📜 ⬆️ ⬇️

Face Detection with Movidius Neural Compute Stick

Not so long ago, the Movidius Neural Compute Stick (NCS) device was released , which is a hardware accelerator for neural networks with a USB interface. I was interested in the potential use of the device in the field of robotics, so I purchased it and decided to launch some kind of neural network. However, most of the existing examples for NCS solve the problem of image classification, but I wanted to try something else, namely, face detection. In this publication, I would like to share the experience gained during such an experiment.

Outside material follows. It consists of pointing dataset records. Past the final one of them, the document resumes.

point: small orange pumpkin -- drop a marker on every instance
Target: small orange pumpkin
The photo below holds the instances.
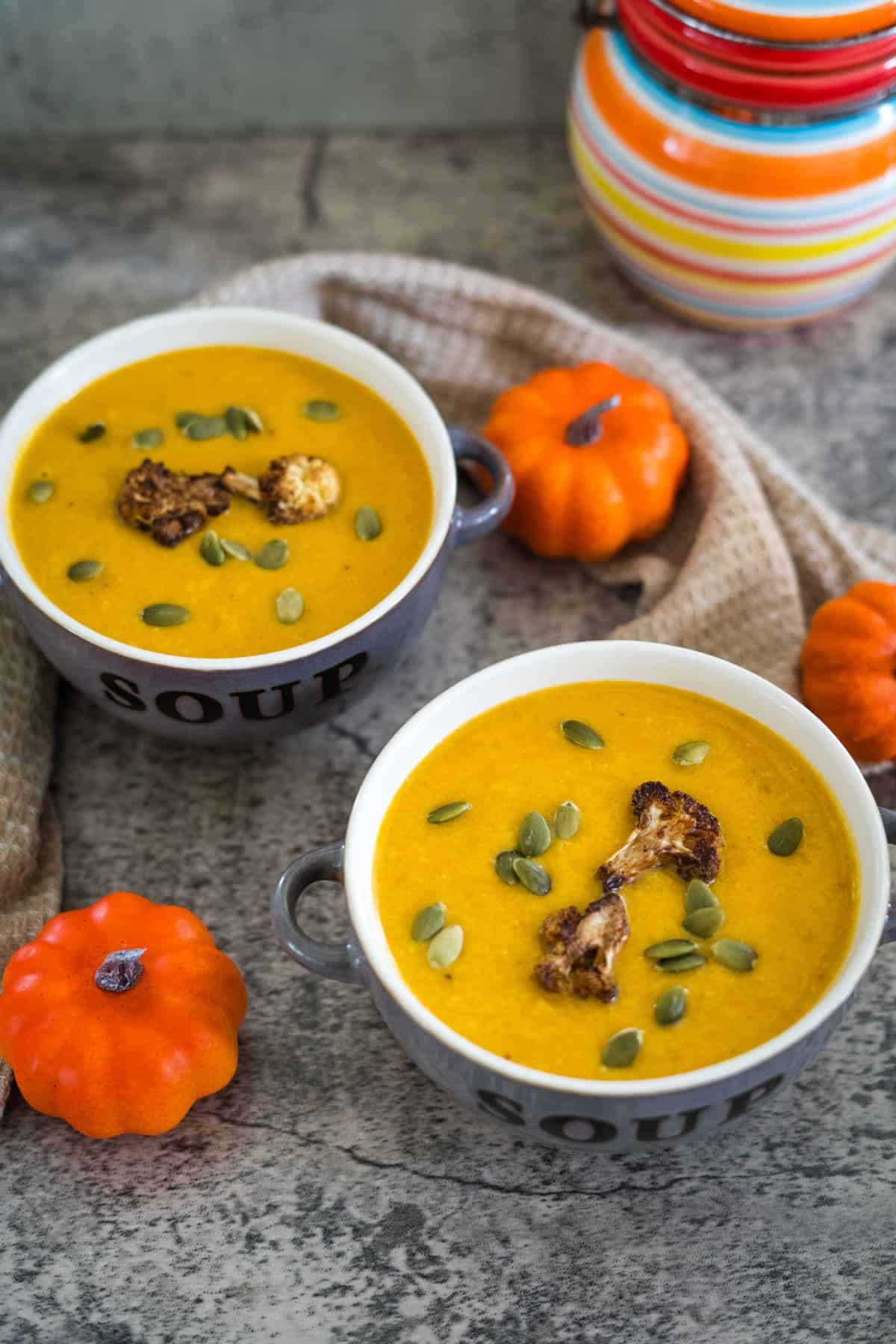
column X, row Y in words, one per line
column 597, row 460
column 120, row 1016
column 849, row 670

All code can be found on GitHub .

image


More about NCS


Neural Compute Stick is a device designed to accelerate neural networks (mainly convolutional) at the stage of application (inference). The idea is that NCS can be connected to a robot or drone and run neural networks where there are not enough computational resources for this. For example, NCS can be connected to the Raspberry Pi.
')
The framework for this device, also known as NCSDK , includes APIs for Python and C ++, as well as several useful utilities that allow you to compile a neural network into a format that NCS understands, measure the time it takes to calculate on each layer and test the network. The initial data can be pre-trained neural networks in the Caffe or TensorFlow format.

Model selection


Great, we want to solve the face detection problem. There are two quite popular neural network architectures for detection tasks: Fast-RCNN / Faster-RCNN and YOLO. I did not want to train my model at this stage, so I decided to search for the finished one.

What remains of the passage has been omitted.